PVPとSDSを用いたコロイダルシリカ分散体について、添加剤の競争吸着を評価した事例です。

概要

微粒子が分散した製品には、さまざまな添加剤が含まれている場合があります。
それぞれの添加剤が競争せずに、両方が粒子に吸着して特性を持たせることが重要です。

1%PVPを吸着させたコロイダルシリカと、コロイダルシリカのみの分散体に、それぞれSDS(界面活性剤)を添加し、競争吸着を評価しました。

実験

1%PVPを吸着させたコロイダルシリカと、コロイダルシリカのみの分散体に、それぞれSDS(界面活性剤)を以下の濃度で添加しました。

0%

SDS

1%

SDS

3%

SDS

5%

SDS

PVPを吸着させた分散体と、PVPを含まない分散体を比較することで、SDS添加による粒子界面の変化を確認します。

測定結果と考察

SDS添加濃度に対する、Rsp値の変化を比較しました。

結果

SDS添加によるRsp値の変化

SDS添加によるRsp値の変化

コロイダルシリカのみの分散体にSDSを添加しても、Rsp値に変化は見られませんでした。
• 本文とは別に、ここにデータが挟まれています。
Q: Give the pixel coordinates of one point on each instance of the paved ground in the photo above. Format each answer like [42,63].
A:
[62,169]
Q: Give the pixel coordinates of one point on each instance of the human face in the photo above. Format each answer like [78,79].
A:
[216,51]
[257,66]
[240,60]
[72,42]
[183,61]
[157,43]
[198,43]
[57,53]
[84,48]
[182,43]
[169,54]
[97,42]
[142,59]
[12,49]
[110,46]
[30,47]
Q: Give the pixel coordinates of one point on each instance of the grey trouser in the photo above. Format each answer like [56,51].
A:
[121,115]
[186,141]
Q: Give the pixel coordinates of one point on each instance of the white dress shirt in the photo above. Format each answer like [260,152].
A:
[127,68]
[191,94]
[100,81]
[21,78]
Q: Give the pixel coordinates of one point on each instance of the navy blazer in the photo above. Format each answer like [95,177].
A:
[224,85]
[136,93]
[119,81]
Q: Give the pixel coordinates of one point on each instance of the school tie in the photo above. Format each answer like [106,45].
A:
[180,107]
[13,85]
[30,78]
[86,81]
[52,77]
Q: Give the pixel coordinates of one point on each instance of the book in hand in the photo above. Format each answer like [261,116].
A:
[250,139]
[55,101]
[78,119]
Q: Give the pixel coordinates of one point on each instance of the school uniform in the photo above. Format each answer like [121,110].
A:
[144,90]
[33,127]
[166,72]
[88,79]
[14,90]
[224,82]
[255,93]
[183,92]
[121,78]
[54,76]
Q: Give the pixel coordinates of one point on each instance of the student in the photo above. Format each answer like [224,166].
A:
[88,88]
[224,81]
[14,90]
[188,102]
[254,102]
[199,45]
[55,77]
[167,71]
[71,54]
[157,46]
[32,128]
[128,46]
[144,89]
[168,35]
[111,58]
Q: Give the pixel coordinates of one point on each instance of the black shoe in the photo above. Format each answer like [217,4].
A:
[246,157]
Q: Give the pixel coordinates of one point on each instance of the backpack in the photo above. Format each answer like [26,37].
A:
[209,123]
一方、1%PVPを吸着させたコロイダルシリカでは、SDSを添加すると、濃度が高くなるにつれてRsp値が下がり、コロイダルシリカのみの分散体のRsp値に近づきました。

考察

PVPとSDSはシリカよりも結合力が強く、SDSがPVPと化学結合し、PVPをシリカから脱着させる性質があることが示唆されました。